I, the programmer, need to do something outside the boundaries of what Rust can guarantee. The following code is at least partially unchecked by the compiler, and should therefore be met with the most scrutiny possible.

The first definition basically says ‘Hey guys, I’m the programmer and I say this works!’ But, like C, has a chance of being incorrect. The second one properly states the intent of unsafe, in my opinion.

also, -1 to this proposal, for reasons the same as reply #1


#10

I’m not a fan of a programmer-checked checklist. Every time I write a bug I think I know what I’m doing :slight_smile:

Perhaps unsafe could be made safer by splitting it into narrower, less unsafe variants of unsafe for specific purposes, e.g. unsafe for calling foreign functions, unsafe for transmuting/casting, unsafe for unchecked bounds access, etc. i.e. allow only unsafe features that programmer explicitly asked for, so the other unsafe actions can still be caught.


#11

To deter thoughless unsafes, there may be something like use unsafe or explicit #![allow(unsafe)] in the file (module, crate) header.

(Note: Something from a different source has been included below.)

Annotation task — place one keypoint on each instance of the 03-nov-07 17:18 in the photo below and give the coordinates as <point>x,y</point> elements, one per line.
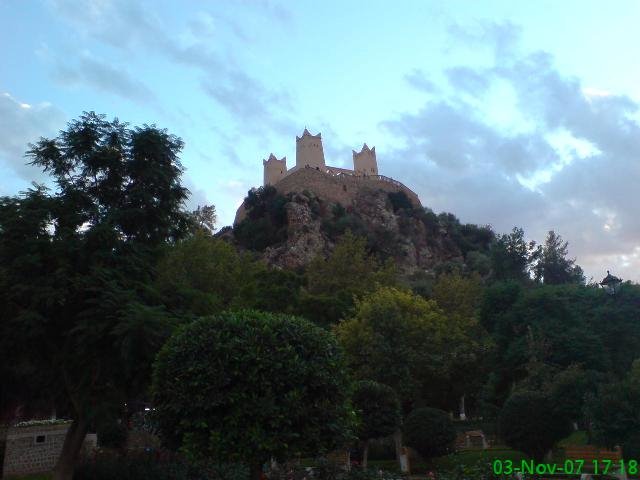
<point>568,467</point>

Proposing to add big checklist in compiler output and require to insert checksums before any unsafe{} block feel like an “1 April RFC”. It may look funny the first time, not N’th.


#12

That feels rather bureaucratic, too. Also, should these be user-classifiable?

On the greater scope of this proposal: I’m against it, I would be writing “I’m calling a C function marked unsafe, duh!” about a hundred times.